None of these went anywhere. Even the hyperkinetic Newt Gingrich soon realized he had his hands full with the normal business of legislating. Sobriety eventually returned.

But Democrats are susceptible to the same peril. For years, they (along with a few Republicans, notably John McCain) have clamored for laws to purge campaigns of the baneful influence of money. Now, heady with their unaccustomed majority status, they have decided mere laws are not enough. They want to amend the Constitution.

The proposed amendment, sponsored by Senate Democrats Charles E. Schumer of New York and Tom Harkin of Iowa, would overturn Supreme Court decisions that limit Congress' power to regulate the funding of political campaigns. The senators are right about one thing: The "reforms" they envision cannot be reconciled with the Constitution - particularly that passage about free speech and free association.

Their discontent dates back to the Watergate era, when Congress tried to cure corruption by putting tight limits on political contributions and expenditures. In their zeal, lawmakers paid no heed to critics who said the restrictions would impoverish public understanding by impeding communication.

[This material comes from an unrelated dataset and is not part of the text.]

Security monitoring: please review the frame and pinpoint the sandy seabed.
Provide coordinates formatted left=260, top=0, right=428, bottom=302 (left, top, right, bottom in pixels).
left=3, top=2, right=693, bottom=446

But the critics were vindicated when the Supreme Court ruled that under the First Amendment, candidates are free both to spend as much as they choose and to contribute unlimited amounts to their own campaigns. It also said citizens have the right to spend as much as they choose to spread their own views about candidates.

Subsequent measures have foundered on the same rocks. The 2002 McCain-Feingold law made it illegal to use corporate funds for radio or TV spots that even mention a candidate for federal office within 60 days of an election. This year, though, the court said that unless such commercials are clearly campaign ads in disguise, they may not be banned.

Mr. Schumer and Mr. Harkin are joined in their crusade by Republican Sens. Arlen Specter of Pennsylvania and Thad Cochran of Mississippi. The amendment would give Congress complete authority to regulate "the raising and spending of money, including the setting of limits," for any federal campaign.

The most obvious travesty is that the amendment would repeal the First Amendment as it relates to campaign finance. This would be the first time in our history that we altered the Constitution to curtail liberties protected by the Bill of Rights.

It would also have the effect, not accidental, of protecting incumbent members of Congress from being unseated at the polls. Since they have numerous ways to keep their names in front of voters without spending money, incumbents have little to lose from spending limits. Challengers generally can't win votes unless they can deliver their message to voters, which requires sums of money that campaign reformers hope to deny them.

Fortunately, the amendment has dim chances of being enacted. A constitutional amendment requires a two-thirds majority in each house, and even McCain-Feingold didn't get that.

But the effort should serve two invaluable purposes. Democrats in Congress will learn the limits of their new power, and the public will gain a new appreciation of why the power of Congress needs limits.